The advent of Agents Mutual and their “OnTheMarket” portal is set to shake up the property world. The contractual requirement for Estate Agents utilising “OnTheMarket” to market properties online via only one other portal is controversial and a source of huge debate across the property community.
In reality, the end client will decide how the online market develops and which portals will succeed. However, one angle which many agents may overlook is the Insurance perspective; it is important to understand how an Agents actions could impact their susceptibility to Professional Indemnity Insurance claims.
Property Experts Owe A Duty Of Care
As a trained property expert, an Estate Agent owes a heightened duty of care to their client for the advice and expertise provided. The onus is, therefore, on the Agent to act professionally and transparently in the services they provide.
Should a client feel that the services or advice provided may have breached that duty of care, and in turn, they have suffered a financial loss, they are likely to pursue a Professional Liability claim against the Agent.
How Can Portal Changes Breach Duty Of Care?
In simple terms, a client will engage an Estate Agent to sell or let their property. In exchange for a pre-defined fee, the Agent will market the property and manage the sales process – alongside other agreed activities.
In itself, the marketing restriction to two portals, and by definition, not marketing via one of the two current market leaders, is not likely to be perceived as a breach of professional duty.
This is on the assumption that the marketing process has been fully explained to the client and communicated in the Terms of Business and the contract between the Agent and the client. If this doesn’t happen, the client could argue that restricted marketing has, in turn, restricted their ability to sell or let their property.
What Types of Losses Could Be Challenged?
While no precedent currently exists, should a property remain unsold and, for example, the seller loses fees on another purchase which falls through, they could sight the lack of information around restricted marketing as a probable cause and look to the Estate Agent for financial compensation.
Transparency Is Key
As long as the marketing process is fully explained clearly and transparently, the contractual terms of acceptance will be much clearer. Staff should be armed with answers to questions relating to the background and reasoning so that the client can make an informed decision about their choice of Agent prior to instruction.
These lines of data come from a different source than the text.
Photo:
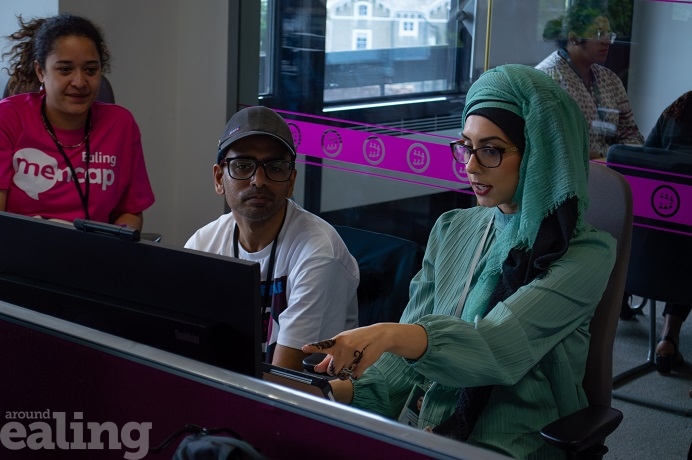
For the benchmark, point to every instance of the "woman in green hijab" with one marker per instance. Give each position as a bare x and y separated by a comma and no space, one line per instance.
497,325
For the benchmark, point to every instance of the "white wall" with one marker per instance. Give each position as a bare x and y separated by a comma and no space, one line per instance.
661,60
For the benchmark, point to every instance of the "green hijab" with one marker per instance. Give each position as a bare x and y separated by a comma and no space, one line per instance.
552,196
554,170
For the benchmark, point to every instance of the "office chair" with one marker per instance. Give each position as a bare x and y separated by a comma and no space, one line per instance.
661,243
387,264
582,434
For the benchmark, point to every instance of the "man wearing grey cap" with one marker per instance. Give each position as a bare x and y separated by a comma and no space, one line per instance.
309,279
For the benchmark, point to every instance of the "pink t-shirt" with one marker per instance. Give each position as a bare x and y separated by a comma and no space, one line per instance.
39,181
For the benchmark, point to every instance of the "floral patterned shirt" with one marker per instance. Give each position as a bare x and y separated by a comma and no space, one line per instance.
605,105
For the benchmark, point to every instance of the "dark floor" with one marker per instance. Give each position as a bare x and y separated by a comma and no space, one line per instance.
649,433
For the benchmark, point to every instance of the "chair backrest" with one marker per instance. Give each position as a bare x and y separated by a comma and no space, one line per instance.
105,91
610,209
387,264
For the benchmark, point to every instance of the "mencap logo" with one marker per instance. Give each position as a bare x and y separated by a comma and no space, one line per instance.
50,431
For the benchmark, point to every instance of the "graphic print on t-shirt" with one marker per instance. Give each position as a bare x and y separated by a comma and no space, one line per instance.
270,315
36,172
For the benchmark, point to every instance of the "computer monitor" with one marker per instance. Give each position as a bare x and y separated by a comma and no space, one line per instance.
199,305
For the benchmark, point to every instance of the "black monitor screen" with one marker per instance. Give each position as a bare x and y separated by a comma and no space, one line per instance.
199,305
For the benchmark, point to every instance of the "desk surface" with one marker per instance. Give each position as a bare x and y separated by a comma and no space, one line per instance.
110,378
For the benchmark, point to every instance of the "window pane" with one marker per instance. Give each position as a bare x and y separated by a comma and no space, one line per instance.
374,51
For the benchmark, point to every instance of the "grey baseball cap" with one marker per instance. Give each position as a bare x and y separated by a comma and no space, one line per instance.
255,120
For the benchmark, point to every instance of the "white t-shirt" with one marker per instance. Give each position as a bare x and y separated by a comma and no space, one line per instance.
314,281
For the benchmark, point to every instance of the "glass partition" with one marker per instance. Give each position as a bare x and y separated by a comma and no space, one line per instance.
369,85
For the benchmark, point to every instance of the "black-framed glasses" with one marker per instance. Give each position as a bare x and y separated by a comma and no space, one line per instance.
605,37
488,157
245,168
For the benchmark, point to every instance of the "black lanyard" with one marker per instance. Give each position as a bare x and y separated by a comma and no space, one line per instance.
83,195
266,298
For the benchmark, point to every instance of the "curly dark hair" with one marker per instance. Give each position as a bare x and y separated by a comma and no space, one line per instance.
35,41
678,107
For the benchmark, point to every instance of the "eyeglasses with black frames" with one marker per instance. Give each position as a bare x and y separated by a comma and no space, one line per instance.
604,37
488,157
245,168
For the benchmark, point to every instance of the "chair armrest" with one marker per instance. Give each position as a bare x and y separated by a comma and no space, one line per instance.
311,361
582,429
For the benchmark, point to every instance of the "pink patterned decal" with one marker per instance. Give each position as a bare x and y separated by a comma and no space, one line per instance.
426,159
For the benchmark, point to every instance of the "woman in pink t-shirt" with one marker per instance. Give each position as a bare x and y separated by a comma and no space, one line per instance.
64,155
Other Areas of Consideration…
On and offline documentation should be reviewed to ensure terms and conditions have been updated.
If the Agent is no longer dealing with a specific portal, they could find themselves in breach of copyright if the portal’s logo is still shown online or via any marketing material.
#3 Existing Instructions
For properties which are currently being marketed and may be removed from a portal, it would be best practice to re-engage with the client to explain any potential changes and gain their acceptance.